June 9 is based on real Helltown legends from Summit County, Ohio, where the government evacuated an area in the 1970s to create Cuyahoga Valley National Park, leaving abandoned structures that spawned decades of urban legends. The movie tries to incorporate all of this folklore—the hauntings, the satanic rituals, the mysterious phenomena—and ends up doing justice to none of it. It needed to pick one thread and follow it instead of scattering ideas like breadcrumbs that lead nowhere.

The stark yellow-orange filter whenever the kids enter Boston Mills is meant to create atmosphere but mostly just hurts your eyes.

The grainy found footage quality is fine once you adjust to it, but the color grading is distractingly bad.

There are moments where you can see what June 9 was trying to do. The slow build of tension as each trip gets slightly more dangerous. The creeping dread that something supernatural is at play. The final reveal of a community that treats murder as casually as slaughtering chickens. But the execution buries these ideas under an avalanche of padding, repetition, and unfulfilled setup.
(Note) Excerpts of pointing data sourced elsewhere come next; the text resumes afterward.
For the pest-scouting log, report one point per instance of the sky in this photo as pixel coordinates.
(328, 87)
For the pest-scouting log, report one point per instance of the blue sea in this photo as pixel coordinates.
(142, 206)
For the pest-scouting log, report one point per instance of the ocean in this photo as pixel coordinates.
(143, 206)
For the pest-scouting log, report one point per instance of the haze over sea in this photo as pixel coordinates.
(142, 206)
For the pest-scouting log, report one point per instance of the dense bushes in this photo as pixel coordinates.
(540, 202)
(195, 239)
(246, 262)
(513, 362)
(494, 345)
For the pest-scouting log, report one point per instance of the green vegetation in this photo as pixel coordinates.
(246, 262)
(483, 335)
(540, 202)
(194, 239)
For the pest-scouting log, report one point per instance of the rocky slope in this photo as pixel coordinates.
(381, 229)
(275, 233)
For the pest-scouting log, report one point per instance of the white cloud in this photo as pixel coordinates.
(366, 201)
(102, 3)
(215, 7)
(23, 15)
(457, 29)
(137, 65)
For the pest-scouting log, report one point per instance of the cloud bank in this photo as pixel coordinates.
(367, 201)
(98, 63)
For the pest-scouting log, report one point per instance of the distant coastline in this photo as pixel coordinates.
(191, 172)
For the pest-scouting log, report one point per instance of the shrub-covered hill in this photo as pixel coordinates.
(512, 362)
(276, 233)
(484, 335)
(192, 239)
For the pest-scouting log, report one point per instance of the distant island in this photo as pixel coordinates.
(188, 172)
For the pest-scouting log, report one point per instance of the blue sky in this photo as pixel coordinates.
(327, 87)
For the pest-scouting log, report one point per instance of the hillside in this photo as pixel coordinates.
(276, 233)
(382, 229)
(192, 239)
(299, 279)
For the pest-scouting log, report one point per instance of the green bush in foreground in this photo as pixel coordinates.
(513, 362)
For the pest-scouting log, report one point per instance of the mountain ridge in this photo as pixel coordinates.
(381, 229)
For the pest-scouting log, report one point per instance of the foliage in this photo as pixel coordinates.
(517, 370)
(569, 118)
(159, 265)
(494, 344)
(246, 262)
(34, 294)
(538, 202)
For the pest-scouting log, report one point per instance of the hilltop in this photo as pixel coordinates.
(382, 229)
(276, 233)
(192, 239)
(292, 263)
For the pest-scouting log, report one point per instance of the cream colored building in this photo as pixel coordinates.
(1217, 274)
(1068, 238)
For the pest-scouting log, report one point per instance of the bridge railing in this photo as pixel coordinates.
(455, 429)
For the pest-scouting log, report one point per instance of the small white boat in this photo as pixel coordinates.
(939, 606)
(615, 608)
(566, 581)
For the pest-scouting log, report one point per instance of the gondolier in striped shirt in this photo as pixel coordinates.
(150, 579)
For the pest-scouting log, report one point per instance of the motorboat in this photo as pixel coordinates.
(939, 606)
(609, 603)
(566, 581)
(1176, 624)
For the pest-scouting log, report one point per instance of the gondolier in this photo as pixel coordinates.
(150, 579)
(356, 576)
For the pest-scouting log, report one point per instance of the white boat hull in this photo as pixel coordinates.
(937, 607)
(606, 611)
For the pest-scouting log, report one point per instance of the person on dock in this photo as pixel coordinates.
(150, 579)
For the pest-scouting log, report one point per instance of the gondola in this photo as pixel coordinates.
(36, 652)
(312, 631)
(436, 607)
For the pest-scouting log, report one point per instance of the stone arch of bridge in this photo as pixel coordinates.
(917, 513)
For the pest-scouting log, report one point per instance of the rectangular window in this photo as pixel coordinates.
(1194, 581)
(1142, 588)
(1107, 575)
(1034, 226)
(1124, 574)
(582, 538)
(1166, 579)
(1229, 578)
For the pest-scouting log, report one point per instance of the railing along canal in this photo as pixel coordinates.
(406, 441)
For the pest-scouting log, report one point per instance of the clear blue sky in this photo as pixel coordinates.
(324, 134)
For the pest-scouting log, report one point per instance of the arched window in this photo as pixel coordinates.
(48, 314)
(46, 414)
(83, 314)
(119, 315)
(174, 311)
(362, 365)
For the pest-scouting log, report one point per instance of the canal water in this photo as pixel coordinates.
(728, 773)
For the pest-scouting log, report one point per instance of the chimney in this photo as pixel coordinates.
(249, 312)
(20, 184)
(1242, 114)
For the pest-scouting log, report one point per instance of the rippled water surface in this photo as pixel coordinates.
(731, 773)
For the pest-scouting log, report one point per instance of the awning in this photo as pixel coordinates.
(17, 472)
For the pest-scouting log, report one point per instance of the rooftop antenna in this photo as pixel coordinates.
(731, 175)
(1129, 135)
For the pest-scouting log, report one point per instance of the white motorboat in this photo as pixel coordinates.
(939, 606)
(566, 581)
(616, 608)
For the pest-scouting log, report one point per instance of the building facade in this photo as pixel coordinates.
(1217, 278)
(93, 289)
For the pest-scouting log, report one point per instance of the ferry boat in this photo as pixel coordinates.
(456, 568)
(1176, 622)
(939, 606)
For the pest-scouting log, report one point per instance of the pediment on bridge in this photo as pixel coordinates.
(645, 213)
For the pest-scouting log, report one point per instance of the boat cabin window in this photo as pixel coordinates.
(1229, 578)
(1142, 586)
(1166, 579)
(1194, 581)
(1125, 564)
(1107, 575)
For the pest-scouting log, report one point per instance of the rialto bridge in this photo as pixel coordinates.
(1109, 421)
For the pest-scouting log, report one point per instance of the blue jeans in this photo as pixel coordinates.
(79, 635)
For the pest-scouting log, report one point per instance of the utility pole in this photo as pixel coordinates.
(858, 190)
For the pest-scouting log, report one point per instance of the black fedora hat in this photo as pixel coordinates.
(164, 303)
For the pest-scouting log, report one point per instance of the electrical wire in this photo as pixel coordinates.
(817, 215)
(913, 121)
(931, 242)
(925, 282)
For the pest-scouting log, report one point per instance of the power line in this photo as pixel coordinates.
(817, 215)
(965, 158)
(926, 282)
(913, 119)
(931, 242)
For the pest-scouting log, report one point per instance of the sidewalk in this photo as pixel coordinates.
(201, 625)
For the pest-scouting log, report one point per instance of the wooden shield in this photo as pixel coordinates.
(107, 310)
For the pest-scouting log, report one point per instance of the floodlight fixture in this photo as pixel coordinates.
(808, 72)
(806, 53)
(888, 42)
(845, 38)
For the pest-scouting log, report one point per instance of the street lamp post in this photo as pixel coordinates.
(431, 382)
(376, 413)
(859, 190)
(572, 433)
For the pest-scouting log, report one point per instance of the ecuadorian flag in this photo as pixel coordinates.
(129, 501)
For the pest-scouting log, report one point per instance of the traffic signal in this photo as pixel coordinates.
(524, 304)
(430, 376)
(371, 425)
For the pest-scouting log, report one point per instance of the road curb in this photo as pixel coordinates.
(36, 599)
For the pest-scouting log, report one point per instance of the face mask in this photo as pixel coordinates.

The movie would have genuinely worked if it had committed to being a supernatural story—maybe the town only exists every hundred years, maybe these people are ghosts or demons reenacting their rituals. Or it could have worked as a straight cult thriller about isolationist cannibals. Instead, it tries to be everything and ends up being mostly just endless footage of kids driving back and forth to a place where nothing happens until suddenly everything happens in the last fifteen minutes.

June 9 isn’t completely without merit. The acting is better than expected. The final act delivers some genuinely creepy moments. The concept of normal-looking evil is compelling. But getting there requires sitting through what genuinely feels like the longest 95 minutes in horror movie history.

We’re giving it two and a half cents out of ten. Half a cent for the kids’ acting, half a cent for the effective ending, and one and a half cents for the disturbing ordinariness of the community’s evil. The rest? Lost somewhere in the fourth trip to Boston Mills on June 7th when we’d already stopped caring.

If you’re curious about Helltown folklore or want to see found footage that tries something different with its antagonists, there are worse ways to spend your time. Just be prepared for it to feel much, much longer than it actually is.